For the research there were two types of book stimuli. One type of book was fantasy book that
was professionally produced and was available for purchase while the other type of book was
a fantasy story that was made for the purpose of the research but it was made to match the
fantasy book, it was printed and bound so there would be no difference to a realistic book.
After the research was done results showed that there was a notable difference in solving of
the problems between children who heard a fantasy story and the ones who heard a realistic
story. Children who heard a realistic story had better results in solving problems than the ones
who heard a fantasy story. In the second experiment there was no difference in comparison to
the initial experiment. Although children had better memory results there was no difference in
solving of problems.
The conclusion of this study is that children have more benefits from reading realistic stories
than fantasy stories. Children can learn more from realistic stories about solving problems
and dealing with the situations in life. Although the outcome of this research benefits realistic
stories fantasy story should not be neglected.

For young children,
pictures in storybooks are rarely worth a thousand words

Children often misinterpret illustrations in books and it is important that teachers provide a
feedback while they read-aloud to young children because it improves their skill in story
comprehension. If teacher does not provide a good feedback children often think they were
right while they actually misinterpreted illustration.

The main problem with illustrations is that children do not yet have enough knowledge to
interpret illustrations in the right way. Illustrations are a work of art that must be interpreted
and children do not yet have enough experience at interpreting at that age.

The purpose of this article was to give teachers information about what makes the most
confusion in interpreting illustration. They also offered four strategies that could help teachers
to successfully explain to children the meaning of illustrations.

First strategy is to point out important details, explain any act that was not shown in the
illustrations but happened in the story. It is also important that children understand that
illustrations are sometimes abstract and that they do not always show realistic events. That
way children will spend more attention in understanding the illustration rather than jumping to
the conclusion based on the first impression of the illustration.

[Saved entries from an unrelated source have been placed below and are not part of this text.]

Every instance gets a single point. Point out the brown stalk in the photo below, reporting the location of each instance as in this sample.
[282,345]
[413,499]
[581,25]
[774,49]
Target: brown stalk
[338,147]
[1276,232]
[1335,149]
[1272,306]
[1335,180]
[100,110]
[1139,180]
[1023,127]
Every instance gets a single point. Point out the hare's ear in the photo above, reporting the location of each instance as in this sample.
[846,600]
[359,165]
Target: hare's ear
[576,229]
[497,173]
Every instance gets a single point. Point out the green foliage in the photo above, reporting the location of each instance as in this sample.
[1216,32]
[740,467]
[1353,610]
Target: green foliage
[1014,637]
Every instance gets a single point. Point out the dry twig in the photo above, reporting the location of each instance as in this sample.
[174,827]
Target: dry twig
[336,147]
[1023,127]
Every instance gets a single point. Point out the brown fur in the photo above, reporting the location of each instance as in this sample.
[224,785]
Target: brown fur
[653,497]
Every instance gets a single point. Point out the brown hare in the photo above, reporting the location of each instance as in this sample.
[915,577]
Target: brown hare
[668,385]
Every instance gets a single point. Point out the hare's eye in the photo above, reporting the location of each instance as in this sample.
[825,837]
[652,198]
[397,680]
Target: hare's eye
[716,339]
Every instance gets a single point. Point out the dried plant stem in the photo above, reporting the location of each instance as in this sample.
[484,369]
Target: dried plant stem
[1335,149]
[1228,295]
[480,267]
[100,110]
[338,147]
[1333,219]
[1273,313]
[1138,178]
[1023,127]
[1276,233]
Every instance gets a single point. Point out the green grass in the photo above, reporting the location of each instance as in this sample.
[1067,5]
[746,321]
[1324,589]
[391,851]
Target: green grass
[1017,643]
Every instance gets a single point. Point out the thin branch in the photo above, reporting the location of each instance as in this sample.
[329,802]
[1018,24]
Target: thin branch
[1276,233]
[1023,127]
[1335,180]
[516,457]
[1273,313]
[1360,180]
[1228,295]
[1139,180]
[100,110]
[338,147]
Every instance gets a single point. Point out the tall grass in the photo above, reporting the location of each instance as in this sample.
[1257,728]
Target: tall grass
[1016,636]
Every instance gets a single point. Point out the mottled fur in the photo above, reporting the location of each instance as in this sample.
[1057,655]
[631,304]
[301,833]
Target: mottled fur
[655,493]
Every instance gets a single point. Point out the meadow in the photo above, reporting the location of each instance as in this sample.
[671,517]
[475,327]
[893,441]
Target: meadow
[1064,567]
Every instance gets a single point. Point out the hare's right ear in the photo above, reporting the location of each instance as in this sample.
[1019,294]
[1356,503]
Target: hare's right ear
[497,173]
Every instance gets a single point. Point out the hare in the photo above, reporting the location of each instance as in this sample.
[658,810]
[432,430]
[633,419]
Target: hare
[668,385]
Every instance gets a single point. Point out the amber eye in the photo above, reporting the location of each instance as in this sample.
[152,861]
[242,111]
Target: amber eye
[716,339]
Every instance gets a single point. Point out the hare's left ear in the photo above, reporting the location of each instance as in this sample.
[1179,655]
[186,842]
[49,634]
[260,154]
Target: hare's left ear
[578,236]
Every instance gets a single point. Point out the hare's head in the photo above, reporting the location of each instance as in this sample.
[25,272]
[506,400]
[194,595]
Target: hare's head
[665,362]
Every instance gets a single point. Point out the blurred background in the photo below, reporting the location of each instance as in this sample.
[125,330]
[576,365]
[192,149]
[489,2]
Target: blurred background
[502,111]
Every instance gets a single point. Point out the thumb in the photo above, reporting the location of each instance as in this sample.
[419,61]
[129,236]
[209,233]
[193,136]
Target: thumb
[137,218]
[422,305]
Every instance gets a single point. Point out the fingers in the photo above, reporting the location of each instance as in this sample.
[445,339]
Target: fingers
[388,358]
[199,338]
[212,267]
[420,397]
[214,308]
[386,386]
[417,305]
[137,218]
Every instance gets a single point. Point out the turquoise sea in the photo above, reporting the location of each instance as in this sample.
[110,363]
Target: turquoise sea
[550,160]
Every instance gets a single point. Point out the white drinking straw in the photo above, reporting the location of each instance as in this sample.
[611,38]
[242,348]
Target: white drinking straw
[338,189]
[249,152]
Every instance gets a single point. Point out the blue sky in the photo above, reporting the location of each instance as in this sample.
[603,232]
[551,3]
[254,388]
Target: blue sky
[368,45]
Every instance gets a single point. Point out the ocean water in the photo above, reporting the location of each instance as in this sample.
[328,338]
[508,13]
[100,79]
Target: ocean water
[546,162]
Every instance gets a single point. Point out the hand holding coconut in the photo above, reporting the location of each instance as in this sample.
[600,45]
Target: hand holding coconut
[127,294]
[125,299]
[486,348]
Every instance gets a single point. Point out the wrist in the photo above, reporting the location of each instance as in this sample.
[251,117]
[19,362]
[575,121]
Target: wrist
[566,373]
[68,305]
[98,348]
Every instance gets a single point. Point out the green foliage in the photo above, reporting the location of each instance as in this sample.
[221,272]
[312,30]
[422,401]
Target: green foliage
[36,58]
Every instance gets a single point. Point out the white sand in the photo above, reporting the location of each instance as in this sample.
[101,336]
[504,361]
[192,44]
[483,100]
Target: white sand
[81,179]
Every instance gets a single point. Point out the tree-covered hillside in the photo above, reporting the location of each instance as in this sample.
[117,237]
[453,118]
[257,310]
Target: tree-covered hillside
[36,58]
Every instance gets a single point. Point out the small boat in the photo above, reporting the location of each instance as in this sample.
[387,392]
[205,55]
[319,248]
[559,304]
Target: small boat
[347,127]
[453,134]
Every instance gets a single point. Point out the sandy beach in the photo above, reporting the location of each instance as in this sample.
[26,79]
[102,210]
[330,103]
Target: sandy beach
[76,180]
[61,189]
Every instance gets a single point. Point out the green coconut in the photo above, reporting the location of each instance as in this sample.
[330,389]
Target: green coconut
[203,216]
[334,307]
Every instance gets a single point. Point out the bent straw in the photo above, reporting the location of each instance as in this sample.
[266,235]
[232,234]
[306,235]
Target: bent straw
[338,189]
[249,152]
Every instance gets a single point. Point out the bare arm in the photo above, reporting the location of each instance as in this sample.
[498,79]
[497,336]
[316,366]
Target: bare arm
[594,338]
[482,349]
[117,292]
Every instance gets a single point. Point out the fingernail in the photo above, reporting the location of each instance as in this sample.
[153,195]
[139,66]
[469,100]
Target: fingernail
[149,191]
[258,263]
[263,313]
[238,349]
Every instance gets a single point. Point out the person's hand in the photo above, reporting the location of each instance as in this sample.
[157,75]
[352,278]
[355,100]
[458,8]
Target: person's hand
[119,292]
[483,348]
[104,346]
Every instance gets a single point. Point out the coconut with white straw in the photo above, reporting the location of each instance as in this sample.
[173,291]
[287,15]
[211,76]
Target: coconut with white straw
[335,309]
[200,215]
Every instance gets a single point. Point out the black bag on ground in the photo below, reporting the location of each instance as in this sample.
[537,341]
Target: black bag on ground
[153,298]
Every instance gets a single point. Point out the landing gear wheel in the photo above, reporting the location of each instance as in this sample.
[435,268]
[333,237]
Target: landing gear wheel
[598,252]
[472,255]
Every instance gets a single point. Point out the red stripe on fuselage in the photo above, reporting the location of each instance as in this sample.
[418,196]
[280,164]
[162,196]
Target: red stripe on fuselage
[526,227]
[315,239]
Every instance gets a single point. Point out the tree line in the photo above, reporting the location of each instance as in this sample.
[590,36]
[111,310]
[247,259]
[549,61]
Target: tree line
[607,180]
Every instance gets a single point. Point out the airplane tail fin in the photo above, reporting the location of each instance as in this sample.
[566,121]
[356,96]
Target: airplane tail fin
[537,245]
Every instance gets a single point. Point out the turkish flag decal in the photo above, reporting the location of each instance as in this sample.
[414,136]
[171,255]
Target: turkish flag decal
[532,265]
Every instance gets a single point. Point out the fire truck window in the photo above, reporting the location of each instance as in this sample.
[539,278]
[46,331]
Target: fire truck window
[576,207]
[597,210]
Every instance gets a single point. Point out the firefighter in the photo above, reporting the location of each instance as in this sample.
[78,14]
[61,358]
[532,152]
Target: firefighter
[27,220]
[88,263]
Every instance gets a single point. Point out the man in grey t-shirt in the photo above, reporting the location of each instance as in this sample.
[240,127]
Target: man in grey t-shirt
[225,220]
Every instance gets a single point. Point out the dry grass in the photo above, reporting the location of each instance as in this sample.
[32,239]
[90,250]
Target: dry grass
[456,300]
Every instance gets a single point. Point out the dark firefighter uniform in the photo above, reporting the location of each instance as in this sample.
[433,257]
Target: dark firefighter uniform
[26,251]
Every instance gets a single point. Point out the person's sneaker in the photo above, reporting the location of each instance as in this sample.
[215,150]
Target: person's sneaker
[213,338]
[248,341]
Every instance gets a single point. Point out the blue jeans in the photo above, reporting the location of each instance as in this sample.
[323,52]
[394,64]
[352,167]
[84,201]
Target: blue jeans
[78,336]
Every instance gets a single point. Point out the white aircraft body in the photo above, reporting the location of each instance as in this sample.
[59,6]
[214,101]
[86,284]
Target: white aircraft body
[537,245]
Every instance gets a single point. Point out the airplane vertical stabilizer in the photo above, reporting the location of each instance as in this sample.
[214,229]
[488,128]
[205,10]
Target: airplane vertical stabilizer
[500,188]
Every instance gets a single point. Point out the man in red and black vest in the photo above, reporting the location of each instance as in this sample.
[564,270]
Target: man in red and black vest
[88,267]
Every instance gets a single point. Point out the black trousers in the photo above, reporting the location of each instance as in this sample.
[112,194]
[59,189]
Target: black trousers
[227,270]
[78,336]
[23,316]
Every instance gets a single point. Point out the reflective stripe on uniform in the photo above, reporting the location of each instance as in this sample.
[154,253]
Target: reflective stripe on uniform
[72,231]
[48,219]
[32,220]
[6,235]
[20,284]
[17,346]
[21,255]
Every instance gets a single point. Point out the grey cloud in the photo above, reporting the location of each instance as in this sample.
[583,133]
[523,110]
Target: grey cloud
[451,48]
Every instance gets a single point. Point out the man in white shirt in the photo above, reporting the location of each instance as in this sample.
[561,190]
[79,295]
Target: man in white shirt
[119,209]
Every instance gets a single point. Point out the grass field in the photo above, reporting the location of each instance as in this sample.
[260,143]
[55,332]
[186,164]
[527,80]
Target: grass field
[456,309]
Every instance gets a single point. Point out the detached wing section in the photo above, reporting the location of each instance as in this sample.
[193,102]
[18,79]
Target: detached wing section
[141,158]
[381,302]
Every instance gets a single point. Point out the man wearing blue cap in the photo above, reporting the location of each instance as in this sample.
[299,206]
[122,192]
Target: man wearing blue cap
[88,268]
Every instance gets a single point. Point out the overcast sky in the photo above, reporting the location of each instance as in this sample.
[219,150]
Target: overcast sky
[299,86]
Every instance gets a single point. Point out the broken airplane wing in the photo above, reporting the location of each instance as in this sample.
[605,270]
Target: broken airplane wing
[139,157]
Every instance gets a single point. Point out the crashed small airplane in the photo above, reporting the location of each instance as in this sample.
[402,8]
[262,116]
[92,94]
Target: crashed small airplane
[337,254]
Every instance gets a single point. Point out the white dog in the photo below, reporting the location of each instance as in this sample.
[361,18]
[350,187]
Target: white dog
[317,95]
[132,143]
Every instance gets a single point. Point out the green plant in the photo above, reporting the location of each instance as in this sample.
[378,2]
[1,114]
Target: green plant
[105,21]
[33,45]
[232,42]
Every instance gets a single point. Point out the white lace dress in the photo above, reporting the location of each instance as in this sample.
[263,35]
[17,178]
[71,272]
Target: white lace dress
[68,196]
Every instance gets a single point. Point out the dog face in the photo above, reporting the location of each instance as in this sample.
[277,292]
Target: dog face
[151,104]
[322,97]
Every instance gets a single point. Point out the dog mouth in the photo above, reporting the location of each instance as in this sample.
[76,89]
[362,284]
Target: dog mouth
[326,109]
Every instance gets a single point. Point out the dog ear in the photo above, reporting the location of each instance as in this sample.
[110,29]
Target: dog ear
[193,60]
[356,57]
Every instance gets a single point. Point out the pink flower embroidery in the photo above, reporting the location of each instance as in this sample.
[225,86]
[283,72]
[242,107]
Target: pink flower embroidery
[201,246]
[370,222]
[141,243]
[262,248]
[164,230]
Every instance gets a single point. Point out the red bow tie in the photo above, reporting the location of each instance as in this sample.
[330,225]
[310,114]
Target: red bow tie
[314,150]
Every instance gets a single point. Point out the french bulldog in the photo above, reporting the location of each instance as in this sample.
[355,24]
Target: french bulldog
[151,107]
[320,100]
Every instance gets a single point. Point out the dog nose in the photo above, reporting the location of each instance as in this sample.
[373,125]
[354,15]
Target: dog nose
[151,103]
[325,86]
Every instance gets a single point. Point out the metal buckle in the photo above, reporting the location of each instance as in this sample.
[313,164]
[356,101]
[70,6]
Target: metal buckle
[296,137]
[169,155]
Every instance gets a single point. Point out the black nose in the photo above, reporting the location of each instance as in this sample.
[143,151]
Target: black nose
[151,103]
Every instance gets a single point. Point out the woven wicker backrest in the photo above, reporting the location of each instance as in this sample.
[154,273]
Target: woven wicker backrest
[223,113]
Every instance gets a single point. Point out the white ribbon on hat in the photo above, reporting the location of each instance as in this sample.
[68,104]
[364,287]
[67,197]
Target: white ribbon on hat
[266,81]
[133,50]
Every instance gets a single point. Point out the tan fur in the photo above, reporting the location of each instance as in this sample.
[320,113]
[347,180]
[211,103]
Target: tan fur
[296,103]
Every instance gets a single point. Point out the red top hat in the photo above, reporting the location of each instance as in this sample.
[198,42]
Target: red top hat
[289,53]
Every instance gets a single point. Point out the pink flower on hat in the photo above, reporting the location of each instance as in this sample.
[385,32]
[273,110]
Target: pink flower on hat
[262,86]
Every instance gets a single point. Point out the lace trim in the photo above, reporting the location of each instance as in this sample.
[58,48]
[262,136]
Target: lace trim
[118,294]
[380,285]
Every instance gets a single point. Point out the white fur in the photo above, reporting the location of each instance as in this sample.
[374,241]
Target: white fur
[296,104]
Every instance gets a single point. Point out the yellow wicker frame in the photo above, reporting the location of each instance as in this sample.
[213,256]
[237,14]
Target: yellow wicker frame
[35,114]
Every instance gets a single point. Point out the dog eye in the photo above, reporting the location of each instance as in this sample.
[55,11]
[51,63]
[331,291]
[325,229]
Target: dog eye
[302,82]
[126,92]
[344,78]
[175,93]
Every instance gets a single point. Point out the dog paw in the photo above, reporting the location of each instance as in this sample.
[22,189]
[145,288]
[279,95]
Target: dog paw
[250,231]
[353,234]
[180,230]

Second strategy suggests that teachers pay attention to the children background knowledge. If
children do not have enough experiences they will not be able to interpret illustrations and
there is no way for teacher to explain an illustration to them.

In the third strategy it is advised that teachers reread text because one of the reasons children
misinterpret illustrations is they have not listened to the story careful enough.
In the last strategy it is recommended that teachers encourage children to think about
illustrations so they could come to conclusions about meaning of the illustrations themselves.

To conclude, it is important that teacher puts needed effort in nurture of oral vocabulary as
well as comprehension. Children have many benefits from listening to teachers reading a
story, such as learning new words and their meaning and many other benefits that teacher
should encourage them to learn.

LITERATURA:

Richert, R. A., Smith, I. E. (2011). Preschoolers Quarantining of Fantasy Stories. Child
Development, 82 (4), 11061119.

Schickedanz, J. A., Collins, M. F. (2012). For young children, picutres in storybooks are
rarely worth a thousand words. The Reading Teacher, 65 (8), 539-549.